Le temps infini de Saint-Martin-de-Ré

Située sur l’île de Ré, la maison centrale accueille des détenus condamnés à de très longues peines (18 ans en moyenne) dont les perspectives de sortie anticipée sont de plus en plus réduites du fait des évolutions de la loi. Une situation aggravée par le manque d’activités, l’insalubrité et le régime de détention « portes fermées » remis en place depuis 2012.

Avec une capacité de 460 places, Saint-Martin-de-Ré est la plus grande maison centrale de France, accueillant des détenus condamnés à de longues peines (18 ans en moyenne) (1). Ouverte en 1875, elle est aussi l’une des plus anciennes.

En témoigne son entité historique classée – la Citadelle – construite sous Vauban, au XVIIe siècle.

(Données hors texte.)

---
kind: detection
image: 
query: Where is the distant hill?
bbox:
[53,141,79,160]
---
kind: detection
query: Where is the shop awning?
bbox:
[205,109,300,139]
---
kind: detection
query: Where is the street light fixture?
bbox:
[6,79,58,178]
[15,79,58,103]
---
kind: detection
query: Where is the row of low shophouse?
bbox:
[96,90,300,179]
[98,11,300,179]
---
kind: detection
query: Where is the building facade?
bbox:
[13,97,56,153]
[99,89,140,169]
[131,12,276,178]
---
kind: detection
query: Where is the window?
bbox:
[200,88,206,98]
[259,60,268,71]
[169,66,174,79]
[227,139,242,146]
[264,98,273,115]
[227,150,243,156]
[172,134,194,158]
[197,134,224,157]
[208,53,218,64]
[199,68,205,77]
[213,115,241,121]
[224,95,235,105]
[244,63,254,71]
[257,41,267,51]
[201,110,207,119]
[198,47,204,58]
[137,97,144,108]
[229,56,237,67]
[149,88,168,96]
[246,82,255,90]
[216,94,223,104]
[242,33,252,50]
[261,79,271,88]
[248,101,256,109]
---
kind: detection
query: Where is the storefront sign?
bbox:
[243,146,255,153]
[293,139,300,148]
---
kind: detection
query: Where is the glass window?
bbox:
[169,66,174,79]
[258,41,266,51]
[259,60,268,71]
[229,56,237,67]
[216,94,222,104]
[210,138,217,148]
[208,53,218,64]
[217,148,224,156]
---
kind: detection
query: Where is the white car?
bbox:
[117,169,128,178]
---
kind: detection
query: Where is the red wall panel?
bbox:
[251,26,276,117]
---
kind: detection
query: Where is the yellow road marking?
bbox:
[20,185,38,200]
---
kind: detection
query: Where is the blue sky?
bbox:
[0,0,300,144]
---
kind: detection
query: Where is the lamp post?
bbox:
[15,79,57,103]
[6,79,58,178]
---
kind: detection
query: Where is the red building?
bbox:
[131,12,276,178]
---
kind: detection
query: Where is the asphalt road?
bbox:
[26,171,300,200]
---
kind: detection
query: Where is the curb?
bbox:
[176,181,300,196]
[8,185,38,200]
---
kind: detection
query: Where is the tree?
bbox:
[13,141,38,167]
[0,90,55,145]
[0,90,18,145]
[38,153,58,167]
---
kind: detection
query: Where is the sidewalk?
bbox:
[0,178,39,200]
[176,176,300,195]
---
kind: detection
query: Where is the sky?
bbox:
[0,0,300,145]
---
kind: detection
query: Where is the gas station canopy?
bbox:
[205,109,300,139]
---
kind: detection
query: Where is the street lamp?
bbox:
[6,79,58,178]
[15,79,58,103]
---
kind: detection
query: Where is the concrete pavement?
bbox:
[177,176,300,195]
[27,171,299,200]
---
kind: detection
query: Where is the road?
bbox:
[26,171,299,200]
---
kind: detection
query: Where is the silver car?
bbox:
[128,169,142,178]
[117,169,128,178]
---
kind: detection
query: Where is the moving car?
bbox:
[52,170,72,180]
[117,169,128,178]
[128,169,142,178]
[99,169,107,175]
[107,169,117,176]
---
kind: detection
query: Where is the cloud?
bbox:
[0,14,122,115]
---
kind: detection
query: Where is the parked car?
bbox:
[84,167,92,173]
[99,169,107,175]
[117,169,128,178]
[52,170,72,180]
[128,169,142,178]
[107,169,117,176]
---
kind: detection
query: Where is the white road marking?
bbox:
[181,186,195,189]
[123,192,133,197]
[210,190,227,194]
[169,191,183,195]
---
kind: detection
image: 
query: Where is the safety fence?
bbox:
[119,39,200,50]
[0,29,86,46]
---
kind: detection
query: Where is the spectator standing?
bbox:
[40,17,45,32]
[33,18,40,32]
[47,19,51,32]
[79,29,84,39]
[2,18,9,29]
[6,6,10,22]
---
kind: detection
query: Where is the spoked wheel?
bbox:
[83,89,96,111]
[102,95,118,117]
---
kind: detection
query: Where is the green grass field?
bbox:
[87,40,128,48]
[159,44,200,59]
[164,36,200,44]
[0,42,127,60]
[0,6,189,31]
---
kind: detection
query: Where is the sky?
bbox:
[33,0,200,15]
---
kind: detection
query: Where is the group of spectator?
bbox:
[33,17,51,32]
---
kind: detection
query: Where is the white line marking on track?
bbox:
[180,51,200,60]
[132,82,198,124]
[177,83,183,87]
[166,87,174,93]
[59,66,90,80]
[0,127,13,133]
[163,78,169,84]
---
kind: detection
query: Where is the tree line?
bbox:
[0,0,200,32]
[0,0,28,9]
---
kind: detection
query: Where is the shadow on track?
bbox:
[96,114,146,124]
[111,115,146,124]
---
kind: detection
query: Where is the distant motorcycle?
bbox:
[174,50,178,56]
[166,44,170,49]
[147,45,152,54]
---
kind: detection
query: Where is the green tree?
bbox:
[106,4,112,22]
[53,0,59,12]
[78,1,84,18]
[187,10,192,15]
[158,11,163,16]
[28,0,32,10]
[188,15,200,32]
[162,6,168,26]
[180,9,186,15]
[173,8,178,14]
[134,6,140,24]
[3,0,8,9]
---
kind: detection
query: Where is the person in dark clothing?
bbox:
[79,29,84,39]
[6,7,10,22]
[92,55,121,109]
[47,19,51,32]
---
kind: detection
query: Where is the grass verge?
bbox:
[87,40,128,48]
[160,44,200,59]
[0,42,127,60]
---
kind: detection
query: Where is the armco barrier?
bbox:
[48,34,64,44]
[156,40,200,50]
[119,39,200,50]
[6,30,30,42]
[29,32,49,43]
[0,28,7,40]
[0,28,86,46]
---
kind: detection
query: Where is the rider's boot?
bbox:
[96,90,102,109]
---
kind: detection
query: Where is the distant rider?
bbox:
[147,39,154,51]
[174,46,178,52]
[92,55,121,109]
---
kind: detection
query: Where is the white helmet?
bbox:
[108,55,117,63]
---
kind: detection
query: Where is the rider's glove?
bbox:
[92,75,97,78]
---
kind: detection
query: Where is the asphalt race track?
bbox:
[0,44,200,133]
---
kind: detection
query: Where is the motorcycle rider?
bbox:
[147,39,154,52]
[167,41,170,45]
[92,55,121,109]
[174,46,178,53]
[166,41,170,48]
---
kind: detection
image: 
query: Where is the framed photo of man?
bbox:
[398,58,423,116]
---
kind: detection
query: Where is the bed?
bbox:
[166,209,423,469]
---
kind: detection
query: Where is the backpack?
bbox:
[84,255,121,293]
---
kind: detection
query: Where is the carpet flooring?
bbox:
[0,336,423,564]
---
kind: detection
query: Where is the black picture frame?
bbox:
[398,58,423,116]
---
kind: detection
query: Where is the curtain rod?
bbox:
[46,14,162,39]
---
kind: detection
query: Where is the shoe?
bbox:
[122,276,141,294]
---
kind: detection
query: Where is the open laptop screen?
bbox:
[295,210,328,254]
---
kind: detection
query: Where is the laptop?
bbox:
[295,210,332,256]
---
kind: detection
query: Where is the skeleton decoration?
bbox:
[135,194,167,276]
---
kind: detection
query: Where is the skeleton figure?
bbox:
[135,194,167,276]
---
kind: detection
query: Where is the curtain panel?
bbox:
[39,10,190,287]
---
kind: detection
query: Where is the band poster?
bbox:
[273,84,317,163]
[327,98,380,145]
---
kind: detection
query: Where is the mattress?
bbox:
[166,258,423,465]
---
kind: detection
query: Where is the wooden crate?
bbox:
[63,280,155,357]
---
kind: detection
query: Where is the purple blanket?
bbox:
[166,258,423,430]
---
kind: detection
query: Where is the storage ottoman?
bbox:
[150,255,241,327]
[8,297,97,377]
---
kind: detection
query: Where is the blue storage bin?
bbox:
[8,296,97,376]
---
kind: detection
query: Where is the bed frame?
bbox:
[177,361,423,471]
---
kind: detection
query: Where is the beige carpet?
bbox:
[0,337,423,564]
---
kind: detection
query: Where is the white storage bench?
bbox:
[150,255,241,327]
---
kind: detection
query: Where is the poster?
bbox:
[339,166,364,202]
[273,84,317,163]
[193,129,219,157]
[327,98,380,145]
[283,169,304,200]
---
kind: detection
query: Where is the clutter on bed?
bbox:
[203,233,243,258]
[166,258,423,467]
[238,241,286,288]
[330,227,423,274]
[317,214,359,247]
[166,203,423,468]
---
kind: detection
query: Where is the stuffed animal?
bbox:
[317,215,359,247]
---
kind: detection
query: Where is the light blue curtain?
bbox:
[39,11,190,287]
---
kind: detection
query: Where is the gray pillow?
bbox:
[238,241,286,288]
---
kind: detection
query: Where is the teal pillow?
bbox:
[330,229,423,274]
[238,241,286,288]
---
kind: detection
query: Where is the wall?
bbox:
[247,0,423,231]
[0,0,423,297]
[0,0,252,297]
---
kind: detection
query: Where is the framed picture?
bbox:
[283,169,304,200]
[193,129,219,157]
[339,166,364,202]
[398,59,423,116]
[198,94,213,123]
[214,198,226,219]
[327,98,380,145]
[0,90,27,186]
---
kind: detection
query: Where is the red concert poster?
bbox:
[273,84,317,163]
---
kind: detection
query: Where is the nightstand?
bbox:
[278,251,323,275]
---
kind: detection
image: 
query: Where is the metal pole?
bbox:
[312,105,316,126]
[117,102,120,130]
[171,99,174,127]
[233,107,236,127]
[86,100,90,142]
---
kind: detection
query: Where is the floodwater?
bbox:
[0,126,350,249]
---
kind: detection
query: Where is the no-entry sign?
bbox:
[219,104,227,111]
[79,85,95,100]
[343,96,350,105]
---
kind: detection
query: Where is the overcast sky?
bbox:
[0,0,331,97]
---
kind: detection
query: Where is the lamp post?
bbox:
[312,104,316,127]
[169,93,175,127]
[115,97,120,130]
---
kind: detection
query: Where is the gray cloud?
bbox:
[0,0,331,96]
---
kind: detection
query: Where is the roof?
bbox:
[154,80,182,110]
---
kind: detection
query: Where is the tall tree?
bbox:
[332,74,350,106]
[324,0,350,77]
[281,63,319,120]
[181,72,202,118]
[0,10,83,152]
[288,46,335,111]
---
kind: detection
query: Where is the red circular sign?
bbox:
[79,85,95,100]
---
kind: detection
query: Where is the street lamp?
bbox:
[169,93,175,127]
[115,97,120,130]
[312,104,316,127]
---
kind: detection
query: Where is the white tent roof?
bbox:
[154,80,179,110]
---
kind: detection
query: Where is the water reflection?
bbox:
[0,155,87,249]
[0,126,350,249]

Le quartier « Caserne » date pour sa part de l’après-guerre. Les bâtiments « se caractérisent par des intérieurs de type coursive et des espaces cellulaires étroits ». « L’exiguïté des cellules », qui ne sont pas aux normes (6,2 m2 en moyenne au lieu de 9 m2), a été pointée par le Contrôleur général des lieux de privation de liberté lors de sa première visite en 2009. Deux détenus écrivent à l’OIP : « Je touche les murs avec mes bras écartés » ; « Avec 1,65 m2 de surface mobile, le verbe ‘‘déplacer’’ n’est pas approprié ». Après l’annonce de la fermeture un temps envisagée, la décision de maintien en activité de la centrale – actée en mai 2011 – ne s’est toujours « pas traduite par la concrétisation d’un programme de restructuration (2) » pourtant indispensable.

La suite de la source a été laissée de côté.